The head of the Arlington Board of Fire Commissioners is in talks with Fire Chief Tory Gallante to discuss a compromise about using American flags on fire trucks, The Poughkeepsie Journal reports.
American flags were removed from three fire trucks Tuesday after Chief Gallante followed the board’s orders to take the American flags down from the fire trucks Monday.
Arlington Fire Commissioner Chairman said the flags were a “liability during normal operations for our people and other motorists,” FOX 5 reported.
The decision angered many firefighter’s union members and others on social media.
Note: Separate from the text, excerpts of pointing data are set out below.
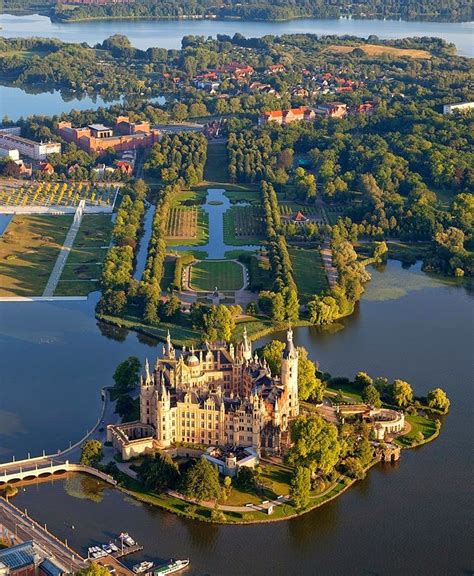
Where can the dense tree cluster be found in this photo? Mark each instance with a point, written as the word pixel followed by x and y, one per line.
pixel 281 304
pixel 154 268
pixel 118 266
pixel 454 10
pixel 178 158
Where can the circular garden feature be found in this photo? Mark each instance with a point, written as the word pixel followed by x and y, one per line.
pixel 225 274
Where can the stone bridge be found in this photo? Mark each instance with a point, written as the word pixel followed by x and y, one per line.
pixel 43 466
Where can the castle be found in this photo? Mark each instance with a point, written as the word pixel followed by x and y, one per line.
pixel 219 395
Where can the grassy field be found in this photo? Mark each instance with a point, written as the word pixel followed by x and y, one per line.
pixel 84 264
pixel 215 169
pixel 309 273
pixel 376 50
pixel 418 424
pixel 28 251
pixel 224 274
pixel 54 194
pixel 275 480
pixel 243 225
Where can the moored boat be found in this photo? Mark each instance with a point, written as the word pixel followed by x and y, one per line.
pixel 171 567
pixel 142 567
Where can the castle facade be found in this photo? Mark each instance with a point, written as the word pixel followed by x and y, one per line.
pixel 219 395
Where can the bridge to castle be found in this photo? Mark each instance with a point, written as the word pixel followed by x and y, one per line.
pixel 44 466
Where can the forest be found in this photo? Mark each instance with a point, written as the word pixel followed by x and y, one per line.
pixel 443 10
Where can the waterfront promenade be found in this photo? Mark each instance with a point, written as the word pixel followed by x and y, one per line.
pixel 23 528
“If we had to take them down, they had to be taken down the right way,” firefighters’ union President Joseph Tarquinio told The Poughkeepsie Journal. “At the time when the country needs unity, to do something like this … it’s next to flag-burning in my mind.”
The flags were installed at the union’s request, but the fire commissioners thought the flags could endanger fire truck drivers’ safety.
Earlier this year, the fire chief of Riverside, California, told firefighters to remove a pro-police American flag from all fire trucks.
In 2012, a similar case happened when when a Seminole, Florida, resident complained that fire trucks were displaying flags “against the flag code,” according to The Tampa Bay Times.
Under section 175 of the U.S. Federal Flag Code, it states that “the flag should not be draped over the hood, top, sides, or back of a vehicle or of a railroad train or a boat. When the flag is displayed on a motorcar, the staff shall be fixed firmly to the chassis or clamped to the right fender.”